We can see that the syntax of function wilcox.test() is quite similar to that of t.test().

Now, the \(p\)-value is \(2.2e-16\), which is almost 0. Therefore, it is smaller than our usual value \(\alpha = 0.05\). We reject the null hypothesis at \(5\%\) significance level and conclude that the medians of undergraduate and graduate’s rent expense are statistically significantly different.

Exercise 10.5 Use the Wilcoxon’s rank sum test to test if the rent price is higher when the room has a private washroom.

Notes: Suppose that the two populations you are testing are \(X\) and \(Y\).
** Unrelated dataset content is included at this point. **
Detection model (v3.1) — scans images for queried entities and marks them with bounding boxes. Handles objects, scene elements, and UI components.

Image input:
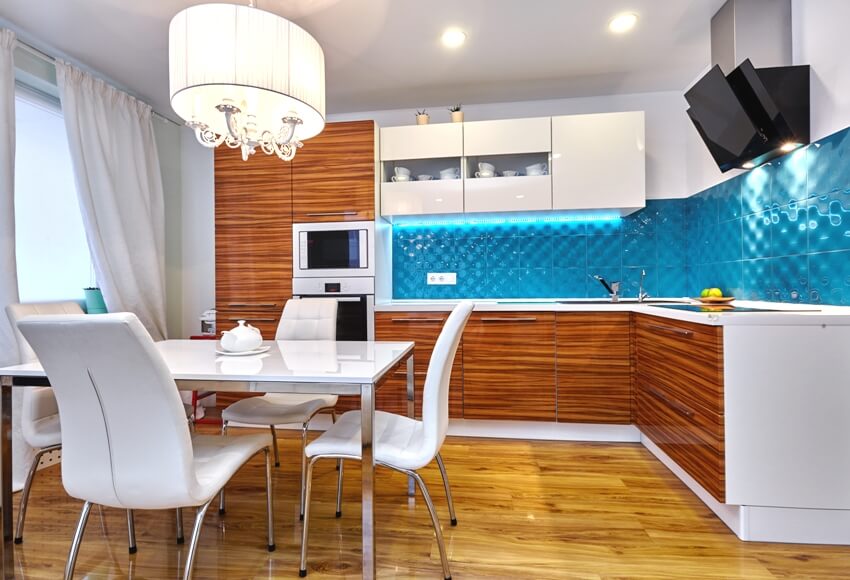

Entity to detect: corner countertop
[375,298,850,326]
And further suppose that we are not willing to make the assumption that the populations of \(X\) and \(Y\) are of similar shapes and scales, then with the Wilcoxon’s rank sum test (the two-sided version), we are testing

  • \(H_0: \mathbb{P}(X > Y) = \mathbb{P}(X < Y)\), i.e., the probability of an observation from population \(X\) exceeding an observation from population \(Y\) is the same as the probability of an observation from \(Y\) exceeding an observation from \(X\);

  • \(H_1: \mathbb{P}(X > Y) \ne \mathbb{P}(X < Y)\).

10.7 Kruskal-Wallis test

This test is an ANOVA version of the Wilcoxon’s rank sum test, i.e., it is used to test more than two populations.

10.7.1 Assumptions

  • The response variable is rankable

  • The populations or all groups are similarly shaped and scaled, except for (possibly) any difference in medians

10.7.2 Hypotheses

  • \(H_0:\) the median of the distributions are the same

  • \(H_1:\) the median of the distributions are not the same

10.7.3 Analysis in R

In R, we use the function kruskal.test() to conduct a Kruskal-Wallis test.

Example 10.12 Although we can use an ANOVA as we did in Example 10.4, let’s apply the Kruskal-Wallis test to rent expenses of students of different faculties.
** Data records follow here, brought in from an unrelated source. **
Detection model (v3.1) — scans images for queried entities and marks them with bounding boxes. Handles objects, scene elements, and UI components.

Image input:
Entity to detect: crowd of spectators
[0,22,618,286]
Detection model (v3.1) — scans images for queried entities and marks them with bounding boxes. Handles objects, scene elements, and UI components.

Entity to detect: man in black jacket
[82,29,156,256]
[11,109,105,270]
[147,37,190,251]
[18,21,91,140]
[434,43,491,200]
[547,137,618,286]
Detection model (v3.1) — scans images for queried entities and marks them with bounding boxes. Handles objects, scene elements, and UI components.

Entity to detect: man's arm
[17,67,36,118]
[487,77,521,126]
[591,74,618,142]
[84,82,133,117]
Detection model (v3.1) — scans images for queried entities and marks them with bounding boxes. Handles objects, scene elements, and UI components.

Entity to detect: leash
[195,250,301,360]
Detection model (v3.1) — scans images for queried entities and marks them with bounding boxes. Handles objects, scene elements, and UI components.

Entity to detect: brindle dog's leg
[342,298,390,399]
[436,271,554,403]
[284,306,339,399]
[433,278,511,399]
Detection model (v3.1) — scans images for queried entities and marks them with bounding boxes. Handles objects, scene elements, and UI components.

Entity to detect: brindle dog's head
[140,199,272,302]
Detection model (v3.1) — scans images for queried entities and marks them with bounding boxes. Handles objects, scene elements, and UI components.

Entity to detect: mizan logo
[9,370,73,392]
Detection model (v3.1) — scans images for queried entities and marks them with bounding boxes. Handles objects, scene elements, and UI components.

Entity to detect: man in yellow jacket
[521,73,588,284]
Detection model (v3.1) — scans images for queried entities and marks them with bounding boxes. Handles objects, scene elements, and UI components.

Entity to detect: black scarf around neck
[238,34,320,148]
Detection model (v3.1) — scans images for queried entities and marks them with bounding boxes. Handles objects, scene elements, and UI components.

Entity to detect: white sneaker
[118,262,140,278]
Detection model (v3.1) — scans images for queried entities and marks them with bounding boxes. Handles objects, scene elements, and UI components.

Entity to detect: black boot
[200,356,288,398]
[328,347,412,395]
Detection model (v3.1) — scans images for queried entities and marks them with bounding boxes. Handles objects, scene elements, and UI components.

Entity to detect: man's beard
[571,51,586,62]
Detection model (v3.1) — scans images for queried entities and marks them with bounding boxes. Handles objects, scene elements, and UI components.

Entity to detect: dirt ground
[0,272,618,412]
#kruskal-wallis test of the rent variable 
#among the different categories of the variable faculty
#from the data set rent
kruskal.test(rent~faculty, data = rent)
## 
##  Kruskal-Wallis rank sum test
## 
## data:  rent by faculty
## Kruskal-Wallis chi-squared = 7.6994, df = 5, p-value = 0.1736

The \(p\)-value is \(0.1736\), which is greater than \(\alpha = 0.05\). Therefore, we do not reject the null hypothesis at \(5\%\) significance level and conclude that the data suggests the median rent expenses are the same among students of different faculties.
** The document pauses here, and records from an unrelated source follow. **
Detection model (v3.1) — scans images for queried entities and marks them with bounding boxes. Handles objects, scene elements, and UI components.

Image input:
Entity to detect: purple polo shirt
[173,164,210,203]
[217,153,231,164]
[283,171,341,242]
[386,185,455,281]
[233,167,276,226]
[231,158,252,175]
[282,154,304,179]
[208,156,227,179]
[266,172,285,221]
Exercise 10.6 Plot a side-by-side boxplot of the student’s rent among students of different genders. Use the Kruskal-Wallis test to test if the medians are the same. Look at the boxplot and see if the assumption of similarly shaped and scaled populations is reasonable.

10.8 Summary of the Tests

Test What to test Function in R
ANOVA Test equality of means of two or more populations aov()
Chi-square test Test if two categorical variables are independent chisq.test()
Levene’s test Test equality of variances of two or more populations leveneTest() in package car
QQplot Check normality assumption by plots qqnorm() and qqline()
Shapiro-Wilk test Test normality assumption shapiro.test()
Wilcoxon’s rank sum test Test equality of medians of two populations wilcox.test()
Kruskal-Wallis test Test equality of medians of two or more populations kruskal.test()

Notes: We have learned many tests in this lesson. The mathematical reasoning behind these tests are involved and skipped for the conciseness and introductory purpose of this book. To use the tests, we should focus on understanding the idea (which test is used for what), the assumptions, and the hypotheses for each the test. Moreover, we need to know how to run the tests in R and interpret the results. These tests will be very helpful to any statistical project you conduct in the future.